Partly. By granting the roles permissions on the semantic layer, you’re making the scope of the role dynamic. The advantage is that by dynamically granting access based on the semantic meaning of the underlying data, your data warehouse is secure by design and your permission model is flexible to change as it is not tightly coupled to the physical data. In this way, RBAC on the semantic layer gets close to the strengths of ABAC. However, ABAC is not limited to using the attributes of the data (i.e. semantic meaning). It also uses the user attributes, and can even include device attributes and the time of day. Nevertheless, RBAC on the semantic layer already makes for a very scalable model. I would even think that this will eventually become that preferred way of managing access to analytical data.
How should a semantic layer implement ABAC in your opinion? Also is there any method you think could be even better?
I think the semantic layer will implement ABAC and RBAC almost identically, because it lets you dynamically define the permissions using the semantic meaning of data. Where ABAC and RBAC differ is in the ways those permissions are assigned to users and groups. In the case of ABAC this is done dynamically based on the users’ attributes, whereas for RBAC this is fixed. The verdict is still out but I think RBAC on the semantic model will become the de facto model. Why? It’s a matter of ownership and control. Data teams have strong control over the data attributes which are managed in the semantic model, but less so over the user attributes which are managed in HR systems and other business applications. This lack of control leads to poor metadata quality resulting in very unreliable ABAC.
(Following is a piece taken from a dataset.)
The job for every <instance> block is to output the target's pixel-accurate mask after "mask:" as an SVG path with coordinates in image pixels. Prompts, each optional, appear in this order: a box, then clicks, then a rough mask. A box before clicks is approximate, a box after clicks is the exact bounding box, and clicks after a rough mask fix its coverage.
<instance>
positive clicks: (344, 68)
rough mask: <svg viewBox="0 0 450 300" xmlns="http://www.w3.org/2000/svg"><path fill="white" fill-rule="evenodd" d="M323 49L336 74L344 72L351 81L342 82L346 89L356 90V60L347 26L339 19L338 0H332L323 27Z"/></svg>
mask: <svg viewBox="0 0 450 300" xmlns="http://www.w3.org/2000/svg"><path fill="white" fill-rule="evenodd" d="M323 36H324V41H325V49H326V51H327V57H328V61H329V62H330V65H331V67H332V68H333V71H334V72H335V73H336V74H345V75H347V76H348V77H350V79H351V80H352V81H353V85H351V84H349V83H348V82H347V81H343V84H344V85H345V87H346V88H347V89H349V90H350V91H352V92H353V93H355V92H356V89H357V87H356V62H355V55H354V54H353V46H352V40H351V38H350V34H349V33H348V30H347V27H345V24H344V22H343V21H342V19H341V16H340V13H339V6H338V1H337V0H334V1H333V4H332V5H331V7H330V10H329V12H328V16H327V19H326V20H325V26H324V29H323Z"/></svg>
Ah, I see now - so a customer service role could have customer and PII-required attributes, and therefore automatically be given access to the customer entity from the semantic layer. Likewise, an account manager role could have customer and revenue attributes, and be automatically given access to the customer entity without PII access and also the value field from the orders entity for the customers they are allowed to see.
So the difference would be that the attributes of the roles are mapped to and define automatic access to objects in the semantic layer, rather than the roles themselves - another potentially useful abstraction.
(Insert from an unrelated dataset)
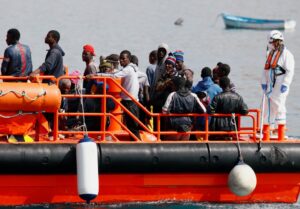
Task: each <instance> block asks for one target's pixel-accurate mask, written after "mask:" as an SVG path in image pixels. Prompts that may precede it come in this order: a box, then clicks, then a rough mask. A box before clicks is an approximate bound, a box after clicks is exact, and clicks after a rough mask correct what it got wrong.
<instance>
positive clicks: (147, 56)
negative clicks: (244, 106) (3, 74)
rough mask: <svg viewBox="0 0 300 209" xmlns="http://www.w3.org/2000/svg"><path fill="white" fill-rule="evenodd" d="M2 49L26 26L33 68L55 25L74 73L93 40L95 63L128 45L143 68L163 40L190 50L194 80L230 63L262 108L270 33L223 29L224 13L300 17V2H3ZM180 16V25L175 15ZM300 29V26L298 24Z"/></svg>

I can see how this could make things more flexible, but you would end up relying on someone to create and maintain roles and their attributes. It sounds like a collaboration between HR and Infosec, where HR defines a role and what it does, and Infosec then know which attributes to assign to the role. I don’t know how often HR and Infosec actually work this well and closely in organisations…
I do agree that you get most of the way there by just mapping the roles to the objects in the semantic layer - RBAC on semantic layer.
What model does Raito use?
Raito’s users can use RBAC, ABAC and hybrid crossover access controls. This means that data product owners can start with traditional RBAC where permissions and users/groups are fixed, and evolve those into RBAC on the semantic model where permissions are dynamically set. Optionally, they can also dynamically assign those permissions to users using their attributes. This way, Raito supports data teams at every maturity.
Does this mean Raito has its own semantic model which defines what the data means? Does Raito also support third party semantic layers like Cube?
No, we ingest the metadata from other solutions. No integration with Cube yet, but technically possible.
Thanks so much for collaborating on this post, Bart!
Thanks for the great conversation, David!